I'm trying to adapt the text message example from Cameron Davidson-Pilon's Bayesian Methods for Hackers, Chapter 1, "Introducing our first hammer: PyMC" to handle multiple observations. The solution below appears to be working, but I'm new to pymc and I'm not sure that this is a good way to handle multiple time series observations in pymc. Any advice would be greatly appreciated!
To re-cap the text message example from Bayesian Methods for Hackers, the observations consist of 74 days of text message counts as pictured below.
The book models this process using a switchpoint parameter (tau) and two exponential parameters (lambda1 and lambda2) which control the Poisson-distributed message count before and after tau, respectively.

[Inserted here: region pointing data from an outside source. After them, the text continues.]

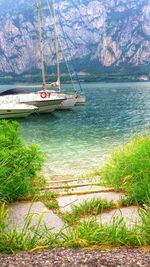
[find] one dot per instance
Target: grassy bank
(19, 163)
(84, 234)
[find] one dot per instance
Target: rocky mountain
(96, 34)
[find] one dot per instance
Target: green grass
(82, 235)
(89, 207)
(19, 164)
(128, 169)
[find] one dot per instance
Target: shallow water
(77, 141)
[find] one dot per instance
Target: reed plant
(19, 163)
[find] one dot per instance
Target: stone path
(71, 192)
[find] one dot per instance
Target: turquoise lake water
(77, 141)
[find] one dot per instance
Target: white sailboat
(45, 101)
(70, 99)
(79, 98)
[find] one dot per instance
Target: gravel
(79, 258)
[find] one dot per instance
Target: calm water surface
(79, 140)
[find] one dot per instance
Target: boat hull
(80, 100)
(20, 111)
(45, 106)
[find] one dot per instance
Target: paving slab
(19, 212)
(66, 202)
(130, 215)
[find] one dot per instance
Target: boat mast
(56, 44)
(41, 44)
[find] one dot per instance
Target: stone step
(73, 182)
(80, 191)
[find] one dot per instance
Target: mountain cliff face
(110, 32)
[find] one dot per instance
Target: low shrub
(129, 169)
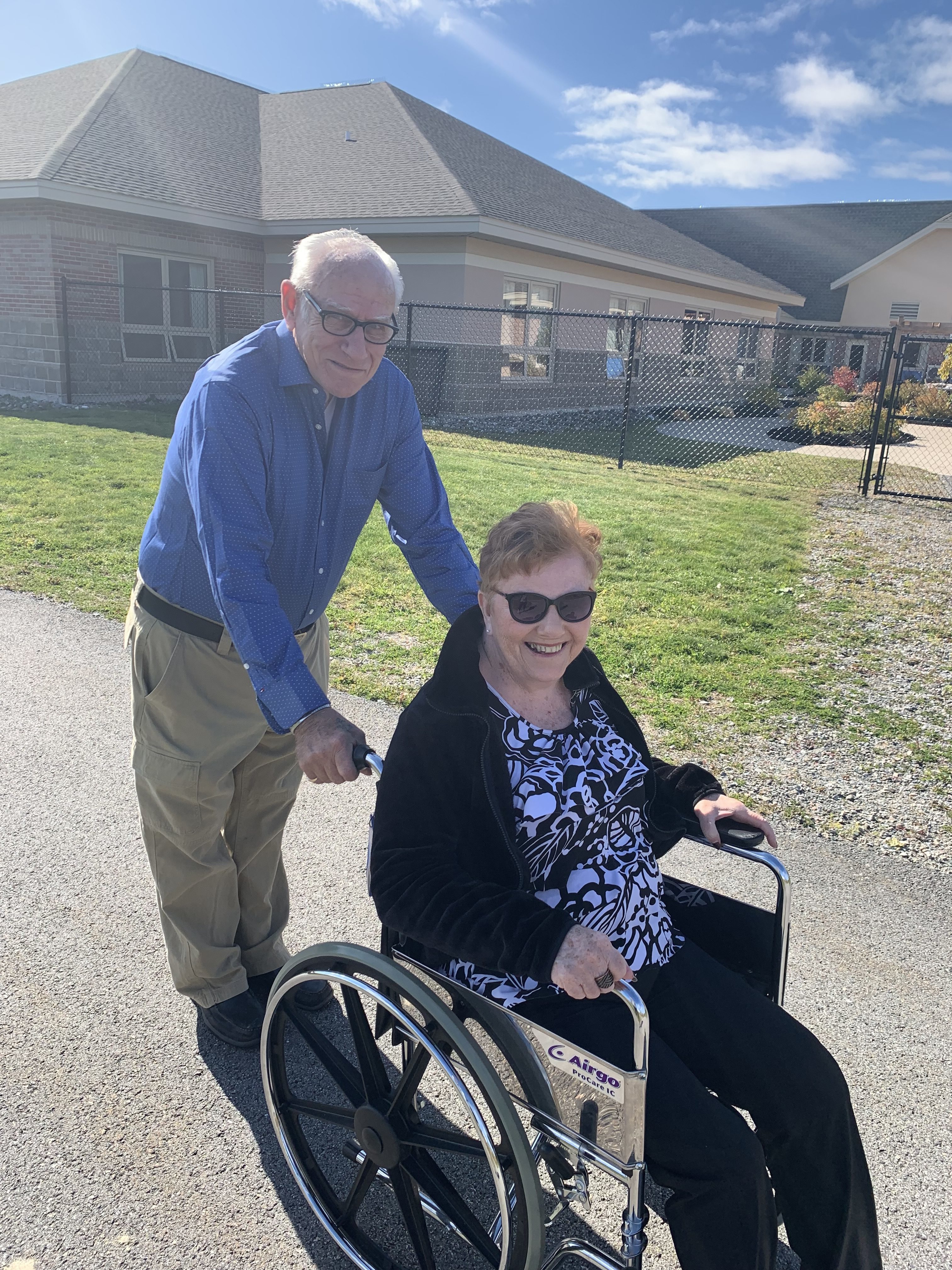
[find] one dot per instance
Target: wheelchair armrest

For this example pymc yields solutions of approximately: tau=45, lambda1=18 and lambda2=23 using the following code, which is almost identical to the book's code:
import numpy as np
import pymc
observation = np.loadtxt( './txtdata.csv' ) #data available at the book's GitHub site
n_days = observation.size #number of days
alpha = 1./20 #assume a mean of 20 messages per day
lambda1 = pymc.Exponential("lambda1", alpha)
lambda2 = pymc.Exponential("lambda2", alpha)
tau = pymc.DiscreteUniform("tau", lower=0, upper=n_days)
@pymc.deterministic
def lambda_(tau=tau, lambda1=lambda1, lambda2=lambda2):
a = np.zeros(n_days)
a[:tau] = lambda1
a[tau:] = lambda2
return a
observation_model = pymc.Poisson("observation", lambda_, value=observation, observed=True)
model = pymc.Model([observation_model, tau, lambda1, lambda2])
mcmc = pymc.MCMC(model)
mcmc.sample(40000, 10000)
print()
print( mcmc.trace('tau')[:].mean() )
print( mcmc.trace('lambda1')[:].mean() )
print( mcmc.trace('lambda2')[:].mean() )
My question is: how should this be adapted to handle multiple observations?
My solution appears below, and seems to be working, but I'd like to know if there is a better way to model the problem in pymc.
First I generate five random observations using tau=45, lambda1=18 and lambda2=23 as follows:
n_observations = 5
n_days = 74
alpha = 1./20
lambda1 = pymc.Exponential("lambda1", alpha)
lambda2 = pymc.Exponential("lambda2", alpha)
tau = pymc.DiscreteUniform("tau", lower=0, upper=n_days)
@pymc.deterministic
def lambda_single(tau=tau, lambda1=lambda1, lambda2=lambda2):
a = np.zeros(n_days)
a[:tau] = lambda1
a[tau:] = lambda2
return a
observation_generator = pymc.Poisson("observation_generator", lambda_single)
tau.set_value(45)
lambda1.set_value(18)
lambda2.set_value(23)
n_observations = 5
observations = np.array( [observation_generator.random() for i in range(n_observations)] )
Running the code above yields a (5 x 74) "observations" array representing five different people's data, for example, over 74 days, as depicted below.
The next step is the part I'm not sure of: how should these five observations be modeled in pymc? Here's what I have:
@pymc.deterministic
def lambda_multiple(tau=tau, lambda1=lambda1, lambda2=lambda2):
a = np.zeros( (n_observations, n_days) )
a[:, :tau] = lambda1
a[:, tau:] = lambda2
return a
observation_model = pymc.Poisson("observations", lambda_multiple, value=observations, observed=True)
Running this model appears to produce the expected results for tau, lambda1 and lambda2, but I wonder if this is an appropriate way to handle multiple observations?